Data Science Capstone Final Project

Cobus Nel
22 August 2015

Overview

This presentation summarizes the final project completed in order to fulfil the requirements of the Coursera, Johns Hopkins Data Science specialization.

The goal of the project was to create a data product that showcase a text prediction algorithm developed and to provide a user interface to the algorithm and its data.

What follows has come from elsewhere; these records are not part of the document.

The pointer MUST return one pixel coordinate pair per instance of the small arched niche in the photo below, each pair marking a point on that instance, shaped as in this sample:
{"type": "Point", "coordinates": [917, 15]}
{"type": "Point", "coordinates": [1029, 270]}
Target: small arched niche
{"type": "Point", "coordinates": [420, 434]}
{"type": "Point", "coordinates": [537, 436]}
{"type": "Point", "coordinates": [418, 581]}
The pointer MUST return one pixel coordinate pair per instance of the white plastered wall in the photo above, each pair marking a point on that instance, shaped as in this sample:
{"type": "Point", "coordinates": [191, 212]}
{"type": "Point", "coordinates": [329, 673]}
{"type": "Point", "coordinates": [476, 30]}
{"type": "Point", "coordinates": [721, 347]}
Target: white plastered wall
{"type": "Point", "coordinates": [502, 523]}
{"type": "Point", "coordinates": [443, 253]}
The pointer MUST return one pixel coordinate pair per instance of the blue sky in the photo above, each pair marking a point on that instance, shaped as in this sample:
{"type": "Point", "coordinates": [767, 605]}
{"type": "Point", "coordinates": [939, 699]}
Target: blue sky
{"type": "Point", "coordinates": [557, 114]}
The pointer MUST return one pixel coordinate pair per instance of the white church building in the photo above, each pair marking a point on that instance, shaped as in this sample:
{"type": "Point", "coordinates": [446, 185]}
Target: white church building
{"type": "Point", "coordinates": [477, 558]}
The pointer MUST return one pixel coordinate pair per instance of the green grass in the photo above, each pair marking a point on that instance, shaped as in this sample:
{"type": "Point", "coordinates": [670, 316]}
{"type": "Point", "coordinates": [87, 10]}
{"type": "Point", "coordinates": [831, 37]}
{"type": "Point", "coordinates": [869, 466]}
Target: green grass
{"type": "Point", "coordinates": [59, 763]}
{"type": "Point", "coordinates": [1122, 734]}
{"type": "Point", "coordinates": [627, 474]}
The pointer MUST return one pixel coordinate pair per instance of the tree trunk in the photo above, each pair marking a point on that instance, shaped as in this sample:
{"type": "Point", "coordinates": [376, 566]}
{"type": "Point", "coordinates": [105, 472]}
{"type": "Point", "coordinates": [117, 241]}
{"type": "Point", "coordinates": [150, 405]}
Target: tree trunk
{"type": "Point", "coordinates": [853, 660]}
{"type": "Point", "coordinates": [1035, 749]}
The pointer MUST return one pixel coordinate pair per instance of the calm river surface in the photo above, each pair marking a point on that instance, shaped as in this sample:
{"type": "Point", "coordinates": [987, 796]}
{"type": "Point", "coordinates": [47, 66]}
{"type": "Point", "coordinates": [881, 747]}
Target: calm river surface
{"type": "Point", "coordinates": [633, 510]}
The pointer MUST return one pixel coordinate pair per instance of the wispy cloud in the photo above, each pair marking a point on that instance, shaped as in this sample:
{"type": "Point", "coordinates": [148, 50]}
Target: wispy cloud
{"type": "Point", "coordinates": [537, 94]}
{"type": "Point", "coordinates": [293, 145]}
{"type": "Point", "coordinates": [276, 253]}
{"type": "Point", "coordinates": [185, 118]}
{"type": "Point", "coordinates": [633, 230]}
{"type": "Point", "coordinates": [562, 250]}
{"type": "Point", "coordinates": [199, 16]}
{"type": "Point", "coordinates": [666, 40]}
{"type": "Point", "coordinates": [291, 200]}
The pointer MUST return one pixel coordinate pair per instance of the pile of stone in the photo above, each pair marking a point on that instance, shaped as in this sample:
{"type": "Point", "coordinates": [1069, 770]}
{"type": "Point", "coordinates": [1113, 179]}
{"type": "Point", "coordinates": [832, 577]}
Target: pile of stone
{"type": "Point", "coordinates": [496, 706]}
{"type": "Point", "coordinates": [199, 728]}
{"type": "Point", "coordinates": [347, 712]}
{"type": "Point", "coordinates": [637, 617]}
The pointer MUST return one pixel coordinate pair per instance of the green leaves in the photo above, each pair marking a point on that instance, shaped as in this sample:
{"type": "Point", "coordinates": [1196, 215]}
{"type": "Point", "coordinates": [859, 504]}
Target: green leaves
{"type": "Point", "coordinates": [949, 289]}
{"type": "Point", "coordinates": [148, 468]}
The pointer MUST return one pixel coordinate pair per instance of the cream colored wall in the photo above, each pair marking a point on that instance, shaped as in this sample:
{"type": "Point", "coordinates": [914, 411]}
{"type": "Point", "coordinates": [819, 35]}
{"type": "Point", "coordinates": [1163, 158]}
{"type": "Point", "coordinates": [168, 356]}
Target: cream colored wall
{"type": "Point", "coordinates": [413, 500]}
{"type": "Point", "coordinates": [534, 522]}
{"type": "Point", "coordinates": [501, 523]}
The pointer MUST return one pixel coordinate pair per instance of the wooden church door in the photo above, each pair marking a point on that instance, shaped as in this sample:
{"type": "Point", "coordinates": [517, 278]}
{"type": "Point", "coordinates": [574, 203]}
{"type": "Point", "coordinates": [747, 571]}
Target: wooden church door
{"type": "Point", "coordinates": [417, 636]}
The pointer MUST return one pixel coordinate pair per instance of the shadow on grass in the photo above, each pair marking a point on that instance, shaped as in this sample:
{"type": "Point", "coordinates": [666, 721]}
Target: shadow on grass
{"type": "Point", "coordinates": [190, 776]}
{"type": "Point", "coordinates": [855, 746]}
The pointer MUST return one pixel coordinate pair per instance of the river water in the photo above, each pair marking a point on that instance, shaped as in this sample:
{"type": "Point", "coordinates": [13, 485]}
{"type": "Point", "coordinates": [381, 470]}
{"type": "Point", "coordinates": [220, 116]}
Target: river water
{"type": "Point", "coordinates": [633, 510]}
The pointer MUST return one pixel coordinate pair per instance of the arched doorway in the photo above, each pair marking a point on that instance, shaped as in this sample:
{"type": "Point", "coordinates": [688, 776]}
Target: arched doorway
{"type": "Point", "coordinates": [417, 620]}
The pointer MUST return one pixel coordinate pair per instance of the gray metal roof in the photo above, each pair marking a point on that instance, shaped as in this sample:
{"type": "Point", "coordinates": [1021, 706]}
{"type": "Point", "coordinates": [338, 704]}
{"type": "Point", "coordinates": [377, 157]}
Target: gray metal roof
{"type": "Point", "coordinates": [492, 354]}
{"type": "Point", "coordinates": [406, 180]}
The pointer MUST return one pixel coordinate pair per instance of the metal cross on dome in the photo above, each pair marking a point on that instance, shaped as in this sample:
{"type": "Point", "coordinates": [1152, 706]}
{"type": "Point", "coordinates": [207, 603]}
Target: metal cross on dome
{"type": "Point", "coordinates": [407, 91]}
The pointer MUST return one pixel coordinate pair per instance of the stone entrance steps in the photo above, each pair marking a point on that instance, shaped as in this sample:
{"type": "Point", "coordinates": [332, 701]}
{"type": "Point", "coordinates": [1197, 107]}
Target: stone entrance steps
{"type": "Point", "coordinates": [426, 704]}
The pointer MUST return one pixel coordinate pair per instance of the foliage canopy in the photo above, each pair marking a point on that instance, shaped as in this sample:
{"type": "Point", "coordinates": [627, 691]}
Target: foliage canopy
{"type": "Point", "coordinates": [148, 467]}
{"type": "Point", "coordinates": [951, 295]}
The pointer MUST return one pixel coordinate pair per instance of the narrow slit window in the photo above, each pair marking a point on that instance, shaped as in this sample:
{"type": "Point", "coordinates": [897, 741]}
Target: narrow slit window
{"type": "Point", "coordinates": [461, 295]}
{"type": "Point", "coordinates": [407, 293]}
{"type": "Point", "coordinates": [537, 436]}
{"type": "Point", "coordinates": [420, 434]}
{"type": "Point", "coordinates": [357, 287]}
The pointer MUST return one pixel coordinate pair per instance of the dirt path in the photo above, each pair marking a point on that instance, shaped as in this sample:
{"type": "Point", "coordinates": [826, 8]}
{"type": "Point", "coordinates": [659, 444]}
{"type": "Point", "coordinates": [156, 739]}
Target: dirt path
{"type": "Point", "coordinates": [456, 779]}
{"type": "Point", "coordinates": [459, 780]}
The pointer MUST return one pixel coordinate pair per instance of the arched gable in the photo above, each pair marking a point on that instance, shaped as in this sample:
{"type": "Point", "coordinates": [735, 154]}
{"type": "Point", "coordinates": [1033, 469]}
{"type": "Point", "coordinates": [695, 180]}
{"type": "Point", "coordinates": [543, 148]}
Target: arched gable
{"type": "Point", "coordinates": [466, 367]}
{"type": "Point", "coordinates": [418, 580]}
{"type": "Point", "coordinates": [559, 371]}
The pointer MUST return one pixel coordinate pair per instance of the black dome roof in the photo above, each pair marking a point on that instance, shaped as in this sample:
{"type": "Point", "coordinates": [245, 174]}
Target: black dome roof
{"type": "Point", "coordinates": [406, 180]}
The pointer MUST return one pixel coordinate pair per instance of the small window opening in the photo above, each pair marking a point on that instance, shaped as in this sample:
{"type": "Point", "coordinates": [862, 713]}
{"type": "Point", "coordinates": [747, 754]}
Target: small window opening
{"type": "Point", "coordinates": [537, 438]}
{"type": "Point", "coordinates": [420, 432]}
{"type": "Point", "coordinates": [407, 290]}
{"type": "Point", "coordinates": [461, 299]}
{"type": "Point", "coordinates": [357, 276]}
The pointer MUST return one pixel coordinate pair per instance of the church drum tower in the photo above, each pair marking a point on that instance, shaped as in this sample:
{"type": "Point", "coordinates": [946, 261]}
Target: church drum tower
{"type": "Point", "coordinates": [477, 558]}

The prediction application can be found here.

Unique Features

The product delivers the following unique features:

  • High speed ngram creation using Python by means of combination of on-disk data with in-memory indexes.
  • Ngram tables optimized for speed, size and accuracy
  • Lightweight R deployment (most of the logic is is built into the tables)
  • Custom, optimized data structures that minimize the in memory footprint by means of hash table lookups.
  • A custom back-off algorithm was developed for this implementation.
  • Do not rely on specialized external R libraries.

Components

The following infrastructure components were used to develop the product:

  • Python programming language (integration and data processing)
  • Python NLTK (Language processing) Library
  • Custom Python library developed for integrating data cleansing and constructing ngram tables
  • Custom developed R data structures and hash tables (word lookups) that allow for small memory footprint (21MB in memory)
  • Model View Controller (MVC) user interface utilising plain R, Shiny and Shiny Dashboard

Approach

The following approach were taken in completing the project:

  • Data was cleaned using the Python Natural Language toolkit.
  • Bigrams, trigrams and quadgrams were extracted and stored in integer tables.
  • All ngram tables were optimized for size by means of careful pruning.
  • Words are looked up using hash tables to minimize memory footprint.
  • When a sentence is entered, the application will first consult a quadgram table and then follow a back-off process until the best match is found.

Instructions

Load the user inteface from here. Enter your words in the text box provided. The prediction is performed each time the space-bar is pressed.

User Interface

Ngram probability, execution time and ngram level used is displayed below the prediction.